Free bus fares for under-13s were really important and a way families could move from car dependence to becoming used to public transport, Sanson said.

“In Whanganui, while we don’t have great public transport, we now have the Tide. I’m seeing more people using that.

“Hopefully the reduction in fares for under-25s will get people thinking ‘Yep, I can use the bus for that trip’.”

Te Pāti Māori co-leader and Te Tai Hauāuru candidate Debbie Ngarewa-Packer said the Government hadn’t used its opportunity to redistribute wealth and ease the pain on the most vulnerable communities.

“We would like to have seen a capital gains tax and a ghost house tax,” she said.

“If we had applied capital gains tax from the moment they [Labour] got in, in 2017, that’s $220b that we’ve lost opportunities of having to circulate in our economy.
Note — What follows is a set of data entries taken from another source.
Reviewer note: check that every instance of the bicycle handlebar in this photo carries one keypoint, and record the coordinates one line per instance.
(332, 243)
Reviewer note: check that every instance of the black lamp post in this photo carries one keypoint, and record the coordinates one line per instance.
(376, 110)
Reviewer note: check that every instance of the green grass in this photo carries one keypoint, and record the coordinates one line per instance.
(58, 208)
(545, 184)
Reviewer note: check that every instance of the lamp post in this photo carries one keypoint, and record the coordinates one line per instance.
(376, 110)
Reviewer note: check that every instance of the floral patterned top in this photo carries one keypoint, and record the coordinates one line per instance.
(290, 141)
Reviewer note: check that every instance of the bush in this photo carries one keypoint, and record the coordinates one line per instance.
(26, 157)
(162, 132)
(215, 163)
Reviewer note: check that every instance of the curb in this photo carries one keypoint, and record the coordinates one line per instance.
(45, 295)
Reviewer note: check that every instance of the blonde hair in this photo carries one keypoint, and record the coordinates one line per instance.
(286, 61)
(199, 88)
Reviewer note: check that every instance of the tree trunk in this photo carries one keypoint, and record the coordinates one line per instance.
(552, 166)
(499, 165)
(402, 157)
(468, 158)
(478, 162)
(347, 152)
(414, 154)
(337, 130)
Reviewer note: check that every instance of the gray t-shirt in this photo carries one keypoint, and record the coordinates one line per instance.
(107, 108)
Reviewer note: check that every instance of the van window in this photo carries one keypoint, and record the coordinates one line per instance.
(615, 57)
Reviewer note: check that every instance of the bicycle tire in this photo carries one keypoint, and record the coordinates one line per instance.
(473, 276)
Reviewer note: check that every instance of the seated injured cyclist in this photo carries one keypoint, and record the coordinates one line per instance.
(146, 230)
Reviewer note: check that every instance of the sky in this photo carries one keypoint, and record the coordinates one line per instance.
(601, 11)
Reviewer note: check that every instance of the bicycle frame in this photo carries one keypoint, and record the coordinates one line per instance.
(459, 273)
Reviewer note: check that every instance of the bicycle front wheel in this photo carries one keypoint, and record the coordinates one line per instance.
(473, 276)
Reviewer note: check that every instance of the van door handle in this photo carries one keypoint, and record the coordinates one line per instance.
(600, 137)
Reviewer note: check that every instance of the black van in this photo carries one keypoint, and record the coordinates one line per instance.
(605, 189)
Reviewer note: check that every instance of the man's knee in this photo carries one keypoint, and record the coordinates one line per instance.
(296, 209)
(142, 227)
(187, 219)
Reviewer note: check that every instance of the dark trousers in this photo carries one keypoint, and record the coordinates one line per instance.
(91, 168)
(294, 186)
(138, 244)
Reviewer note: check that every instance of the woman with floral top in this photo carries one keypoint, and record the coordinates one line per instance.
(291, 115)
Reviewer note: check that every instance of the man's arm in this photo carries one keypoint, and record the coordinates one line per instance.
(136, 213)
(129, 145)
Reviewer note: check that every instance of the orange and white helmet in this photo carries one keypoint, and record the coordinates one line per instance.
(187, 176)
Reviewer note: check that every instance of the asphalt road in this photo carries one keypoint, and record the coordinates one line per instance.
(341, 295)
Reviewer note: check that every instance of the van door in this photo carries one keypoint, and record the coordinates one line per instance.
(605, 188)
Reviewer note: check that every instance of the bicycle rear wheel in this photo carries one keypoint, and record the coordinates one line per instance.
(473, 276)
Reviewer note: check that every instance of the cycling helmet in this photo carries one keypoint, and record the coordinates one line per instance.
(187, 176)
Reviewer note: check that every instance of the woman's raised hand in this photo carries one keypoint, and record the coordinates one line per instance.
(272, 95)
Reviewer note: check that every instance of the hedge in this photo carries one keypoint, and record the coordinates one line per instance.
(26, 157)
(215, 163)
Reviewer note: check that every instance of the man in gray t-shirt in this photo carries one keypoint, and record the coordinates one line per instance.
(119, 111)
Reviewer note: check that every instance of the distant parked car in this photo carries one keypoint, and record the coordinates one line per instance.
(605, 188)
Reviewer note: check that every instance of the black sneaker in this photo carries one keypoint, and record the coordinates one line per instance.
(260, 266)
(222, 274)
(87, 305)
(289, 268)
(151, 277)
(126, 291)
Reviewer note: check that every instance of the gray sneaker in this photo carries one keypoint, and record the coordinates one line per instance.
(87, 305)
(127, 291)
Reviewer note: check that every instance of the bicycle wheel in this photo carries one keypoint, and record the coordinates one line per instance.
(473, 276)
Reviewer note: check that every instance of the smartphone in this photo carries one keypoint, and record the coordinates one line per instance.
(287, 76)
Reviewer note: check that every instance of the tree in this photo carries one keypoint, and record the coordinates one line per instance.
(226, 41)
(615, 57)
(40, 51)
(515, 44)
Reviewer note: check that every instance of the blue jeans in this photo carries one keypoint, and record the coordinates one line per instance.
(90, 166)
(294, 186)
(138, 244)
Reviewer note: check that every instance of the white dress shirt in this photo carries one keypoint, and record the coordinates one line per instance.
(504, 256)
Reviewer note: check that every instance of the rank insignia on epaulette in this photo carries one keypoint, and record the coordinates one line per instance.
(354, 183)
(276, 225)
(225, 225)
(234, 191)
“The writing is on the wall. Whether the race is close or not is not the issue, the fact of the matter is MMP will work and we won’t see a government with a strong mandate like Labour had.”

Ngarewa-Packer said she was disappointed the Government had not provided certainty that seabed mining would be ended and banned.

Removing GST from food would also have eased pressure on communities.

Te Pāti Māori co-leader Debbie Ngarewa-Packer. Photo / Mark Mitchell
Te Pāti Māori co-leader Debbie Ngarewa-Packer. Photo / Mark Mitchell

“The Government needed to be bold but they took the safe road,” she said.

Peke-Mason said she was delighted by the $35m going into Te Matatini, the national kapa haka competition.

She said that money, distributed across 12 regions, would build, lift and strengthen youth as they grew into adults.

“There is a lot of work and commitment and resourcing that goes into getting them there.”

She was confident the funding would make its way to the Te Tai Hauāuru electorate. “We are a strong region for kapa haka so they [the Government] would miss us out at their peril.

“What’s really important is the mauri of Te Matatini currently sits at Rātana Pā. I understand it will go from there to Te Awa Tupua before it makes its way to Taranaki, where the next Matatini will be hosted.”

Ngarewa-Packer said her party had worked hard to ensure a good investment in Te Matatini.

“They gave the exact amount of money we have in our policy so I’m going to give them credit for reading page 17.

“[We are] concerned that the Budget is only for two years but we’ll keep that pressure on.”

National Party list MP and Te Tai Hauāuru candidate Harete Hipango could not be reached for comment.